There are two ways to receive audio and video in a foreign language: subtitles or dubbing. Most people have a preference in this respect, but a TV show or a movie are not comparable to an on-line lesson or course.
What are the features, pros and cons of each translation modality? What is the best option for learning?
Subtitling vs Dubbing
Subtitling means adding a line of written text in the target language translating the phrases said in the source material. It should be read in sync with the audio. Generally, it appears in the lower section of the screen in a color and font that facilitates reading.
Dubbing, on the other hand, substitutes the audio in a language with the audio in the target language. The source material cannot be heard; the voice actors speak in the target language, following the intonation and style of the source material. There is a similar process, known as voice-over, in which the source audio is not completely eliminated; it can be heard at a lower volume in the background.
The basic difference is that subtitling uses a visual cue to translate the content, while dubbing uses audio to the same end.
In Latin America, 2 out of every 3 people prefer to watch their shows with Spanish dubbing.
Source: Netflix/Todo Noticias
Pros and Cons
Subtitling provides better access to the content, which increases the likelihood of understanding the source material. It also allows viewers to experience source tone, non-verbal cues, grammar and syntax. So much so, that it has become a great tool for language learners.
However, some of its detractors suggest that subtitles can be distracting. The need to read reduces the attention available for other elements, such as audio. Moreover, when it comes to learning materials, reading subtitles requires an extra step to understand the source material.
In countries where materials are usually received in English, 58% of the population is able to hold a conversation in English, as compared to 32% in countries where materials are usually dubbed.
Source: Journal of Economic Behavior and Organization
When the source material is very complex, it is frequent for students to go over certain parts again, and subtitles may make this task difficult. It is also common for information to appear, twice (on the screen and in the subtitles in the lower part of the screen) which makes it even harder for students to keep up. At a time when many students use their mobile phones to take on-line classes, the size of the subtitles may be too small or illegible and result in high drop-out rates.
Dubbing, on the other hand, allows for a more immersive experience because the screen is free of subtitling text. Some specialists also claim that students find it easier to understand the contents in their native language.

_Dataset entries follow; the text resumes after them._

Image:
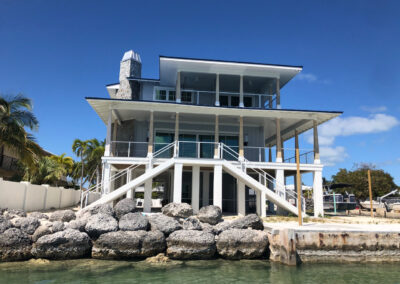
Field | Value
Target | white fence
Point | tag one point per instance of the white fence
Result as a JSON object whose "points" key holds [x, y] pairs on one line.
{"points": [[32, 197]]}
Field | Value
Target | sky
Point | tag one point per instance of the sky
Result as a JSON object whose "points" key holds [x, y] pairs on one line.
{"points": [[59, 52]]}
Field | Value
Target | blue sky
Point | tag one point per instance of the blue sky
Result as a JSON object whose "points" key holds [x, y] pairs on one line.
{"points": [[58, 52]]}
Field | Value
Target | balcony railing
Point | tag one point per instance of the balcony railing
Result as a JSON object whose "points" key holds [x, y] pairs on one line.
{"points": [[206, 150]]}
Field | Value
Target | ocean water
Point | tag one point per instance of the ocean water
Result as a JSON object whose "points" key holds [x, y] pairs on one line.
{"points": [[213, 271]]}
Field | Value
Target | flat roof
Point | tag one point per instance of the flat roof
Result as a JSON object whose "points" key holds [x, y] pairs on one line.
{"points": [[291, 119]]}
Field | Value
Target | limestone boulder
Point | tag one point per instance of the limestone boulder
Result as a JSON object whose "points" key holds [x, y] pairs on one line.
{"points": [[179, 210], [191, 244], [242, 244], [128, 245], [15, 245], [66, 244], [4, 224], [27, 224], [191, 223], [163, 223], [124, 206], [210, 214], [39, 215], [133, 222], [62, 215], [100, 224]]}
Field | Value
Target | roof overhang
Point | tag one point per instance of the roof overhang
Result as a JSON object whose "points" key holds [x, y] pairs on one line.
{"points": [[169, 66], [290, 120]]}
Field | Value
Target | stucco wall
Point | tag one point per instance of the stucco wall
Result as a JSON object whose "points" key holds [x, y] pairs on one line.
{"points": [[30, 197]]}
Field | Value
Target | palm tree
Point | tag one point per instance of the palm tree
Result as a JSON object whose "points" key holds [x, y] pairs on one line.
{"points": [[15, 116], [79, 147]]}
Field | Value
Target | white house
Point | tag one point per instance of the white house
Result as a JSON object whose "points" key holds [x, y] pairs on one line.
{"points": [[209, 131]]}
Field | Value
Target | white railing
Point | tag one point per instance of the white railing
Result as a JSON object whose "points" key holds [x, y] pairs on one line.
{"points": [[280, 189]]}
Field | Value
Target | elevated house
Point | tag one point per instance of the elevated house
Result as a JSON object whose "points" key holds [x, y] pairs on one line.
{"points": [[209, 131]]}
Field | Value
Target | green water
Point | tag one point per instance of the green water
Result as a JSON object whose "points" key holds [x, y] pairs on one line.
{"points": [[215, 271]]}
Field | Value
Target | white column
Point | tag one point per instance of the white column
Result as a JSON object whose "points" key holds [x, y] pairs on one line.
{"points": [[178, 87], [195, 188], [206, 188], [107, 150], [241, 198], [217, 195], [106, 178], [148, 188], [217, 90], [241, 104], [318, 195], [178, 183]]}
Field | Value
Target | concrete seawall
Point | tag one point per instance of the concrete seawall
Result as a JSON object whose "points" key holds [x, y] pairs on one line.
{"points": [[291, 244]]}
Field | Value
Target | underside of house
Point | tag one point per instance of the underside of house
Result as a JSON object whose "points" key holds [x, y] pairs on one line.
{"points": [[206, 132]]}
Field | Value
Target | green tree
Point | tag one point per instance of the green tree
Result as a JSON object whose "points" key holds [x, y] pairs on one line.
{"points": [[15, 117], [382, 182]]}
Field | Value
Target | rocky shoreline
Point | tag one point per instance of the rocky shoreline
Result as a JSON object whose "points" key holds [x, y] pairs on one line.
{"points": [[104, 232]]}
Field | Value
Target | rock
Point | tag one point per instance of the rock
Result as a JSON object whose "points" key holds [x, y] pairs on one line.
{"points": [[14, 245], [14, 213], [39, 215], [191, 244], [41, 231], [191, 223], [128, 245], [124, 206], [63, 216], [242, 244], [251, 221], [26, 224], [165, 224], [63, 245], [210, 214], [101, 208], [4, 224], [180, 210], [100, 224], [78, 224], [57, 226], [133, 222]]}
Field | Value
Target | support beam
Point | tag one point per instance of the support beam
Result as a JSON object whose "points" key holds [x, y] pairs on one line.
{"points": [[178, 183], [206, 188], [196, 188], [151, 135], [217, 90], [216, 139], [316, 144], [278, 142], [241, 198], [241, 147], [148, 188], [318, 195], [278, 94], [241, 104], [107, 150], [217, 195], [178, 87]]}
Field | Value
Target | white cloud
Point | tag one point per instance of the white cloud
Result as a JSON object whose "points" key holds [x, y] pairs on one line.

An important drawback is that high quality dubbing is relatively expensive. It requires a larger number of participants —because each original voice is dubbed by a different voice actor— and technical staff to record and synchronize the audio. On the contrary, subtitling only requires a subtitling professional, an editor and technical staff for synchronization.
Subtitling or Dubbing: What is the Best Option?
When it comes to choosing an option, we need to consider the characteristics of each project to make a decision. Some countries, like Spain or Germany, are more used to dubbing and are usually wary of subtitles. If the content is very complex, dubbing is likely to be the best alternative for students.
However, if there is a need to distribute a large amount of content fast, in several languages and with lower costs, subtitling may be the best option, because it is cheaper, faster and simpler to produce. If exposure to the source language is one of the objectives of the course, subtitling is also the best option.
It is always advisable to rely on the experience and counsel of specialized companies that offer these services and can guide you based on your learning objective and culture of the target country, so that it is easier to choose between the two according to the specific features of each material. Both methods are complex and involve both creativity and technical know-how. The ultimate goal? To improve the performance of your content and make it available to a larger audience in the most efficient way possible.